What Israeli policies towards Palestinians merit the term "holocaust" much less rank with Hitler's relentless death machine? Is it the security fence against Palestinian suicide bombers? Is it the occasional demolition of Palestinian homes suspected to belong to terrorists? Is it the security checkpoints? Is it the purchase of Palestinian land by Jewish settlers?
Can the term "holocaust" apply to the Palestinians killed in the recent Gaza war, when Israel reacted against Hamas rockets? Or Palestinians killed during intifadas orchestrated by Yasir Arafat as a negotiating tool when offers of a Palestinian state were insufficient for his political purposes?

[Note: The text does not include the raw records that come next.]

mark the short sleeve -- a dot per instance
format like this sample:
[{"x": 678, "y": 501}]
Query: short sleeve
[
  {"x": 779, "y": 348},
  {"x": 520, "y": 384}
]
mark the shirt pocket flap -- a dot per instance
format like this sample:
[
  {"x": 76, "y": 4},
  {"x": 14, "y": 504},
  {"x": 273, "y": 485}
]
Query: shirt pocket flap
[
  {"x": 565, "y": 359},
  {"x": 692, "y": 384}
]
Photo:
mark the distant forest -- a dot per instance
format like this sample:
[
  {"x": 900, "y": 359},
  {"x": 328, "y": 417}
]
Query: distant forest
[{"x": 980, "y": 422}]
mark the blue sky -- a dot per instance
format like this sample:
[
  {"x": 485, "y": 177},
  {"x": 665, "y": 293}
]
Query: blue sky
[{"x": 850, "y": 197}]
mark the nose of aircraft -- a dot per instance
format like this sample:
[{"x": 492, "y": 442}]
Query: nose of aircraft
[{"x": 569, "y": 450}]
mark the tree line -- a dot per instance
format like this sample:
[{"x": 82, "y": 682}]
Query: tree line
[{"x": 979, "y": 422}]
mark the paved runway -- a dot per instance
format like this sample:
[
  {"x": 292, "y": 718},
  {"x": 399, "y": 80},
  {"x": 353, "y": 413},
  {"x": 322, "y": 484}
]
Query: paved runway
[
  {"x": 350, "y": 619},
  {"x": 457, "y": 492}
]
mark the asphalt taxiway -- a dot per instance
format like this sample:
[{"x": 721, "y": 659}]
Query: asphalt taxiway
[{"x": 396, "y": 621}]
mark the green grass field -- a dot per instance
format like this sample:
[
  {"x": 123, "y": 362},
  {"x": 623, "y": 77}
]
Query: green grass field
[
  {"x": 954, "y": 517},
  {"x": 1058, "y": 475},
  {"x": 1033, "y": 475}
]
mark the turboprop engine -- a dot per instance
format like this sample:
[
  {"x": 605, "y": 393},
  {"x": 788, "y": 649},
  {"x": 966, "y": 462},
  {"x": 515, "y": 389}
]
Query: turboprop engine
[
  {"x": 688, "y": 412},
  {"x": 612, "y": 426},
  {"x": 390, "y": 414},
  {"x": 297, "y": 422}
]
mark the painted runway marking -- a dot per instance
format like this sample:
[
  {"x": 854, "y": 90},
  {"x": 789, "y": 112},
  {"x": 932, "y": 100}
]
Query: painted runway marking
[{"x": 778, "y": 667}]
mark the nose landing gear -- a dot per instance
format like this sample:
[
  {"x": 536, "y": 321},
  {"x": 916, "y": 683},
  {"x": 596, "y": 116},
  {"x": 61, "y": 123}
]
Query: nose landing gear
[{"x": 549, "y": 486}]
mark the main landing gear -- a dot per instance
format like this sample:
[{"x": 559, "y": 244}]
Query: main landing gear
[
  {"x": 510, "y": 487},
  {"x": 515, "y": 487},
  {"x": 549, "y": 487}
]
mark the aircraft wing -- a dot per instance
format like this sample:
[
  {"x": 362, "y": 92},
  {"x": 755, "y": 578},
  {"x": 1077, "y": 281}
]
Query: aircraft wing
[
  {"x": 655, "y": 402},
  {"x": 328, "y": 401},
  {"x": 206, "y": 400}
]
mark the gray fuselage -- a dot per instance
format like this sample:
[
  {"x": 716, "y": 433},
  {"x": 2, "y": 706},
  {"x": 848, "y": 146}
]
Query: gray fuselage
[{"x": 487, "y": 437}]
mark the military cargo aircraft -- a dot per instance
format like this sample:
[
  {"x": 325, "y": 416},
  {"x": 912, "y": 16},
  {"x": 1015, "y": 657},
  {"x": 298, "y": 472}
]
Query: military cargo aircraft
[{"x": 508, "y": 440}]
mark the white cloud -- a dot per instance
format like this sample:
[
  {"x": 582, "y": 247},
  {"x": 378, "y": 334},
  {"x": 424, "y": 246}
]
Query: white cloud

Maybe the Methodist "missionary" and "peace with justice" advocate will explain what she means by "ongoing Palestinian Holocaust" in her next column. Except the United Methodist General Board of Church and Society has evidently deleted her last "holocaust" column, whether from shame or prudence. This Capitol Hill agency routinely demonizes Israel and for years has been trying to persuade its denomination to divest from Israel. But apparently it's not ready to embrace openly a call to boycott the Holocaust Museum
Removing an absurd and disgusting column without public comment is not sufficient. This agency that represents United Methodism's political witness to Congress should apologize. Its staff and board members should conduct a group visit to the nearby Holocaust Museum to be reminded why the Nazi murders of the Jews has special ranking in human depravity. And it, along with the United Methodist missions agency, should discontinue Lewis's employment, to remove any doubt that her execrable views represent the denomination, and to demonstrate that the denomination aspires to some level of minimal moral seriousness. Ideally, this termination of employment would occur before her scheduled speech to a June 6 Methodist gathering in Des Moines, the title of which is: "Occupation: What It Is, What We Can Do about It, and Why We Should Care."
Finally, hopefully, maybe Lewis's unvarnished holocaust candor will ultimately provoke reflection by United Methodists and other Mainline/oldline Protestants as to why their officials and agencies have for several decades been so unremittingly hostile to Israel as the Jewish homeland, while scandalously silent about the real genocides that have occurred globally.
This ongoing, sour attitude towards the Jewish homeland, unequaled in negativity towards any other country or people, surely has a troubling spiritual explanation, which ought to send genuinely Christian people repentantly to their prayer closets in search of forgiveness and divine counsel.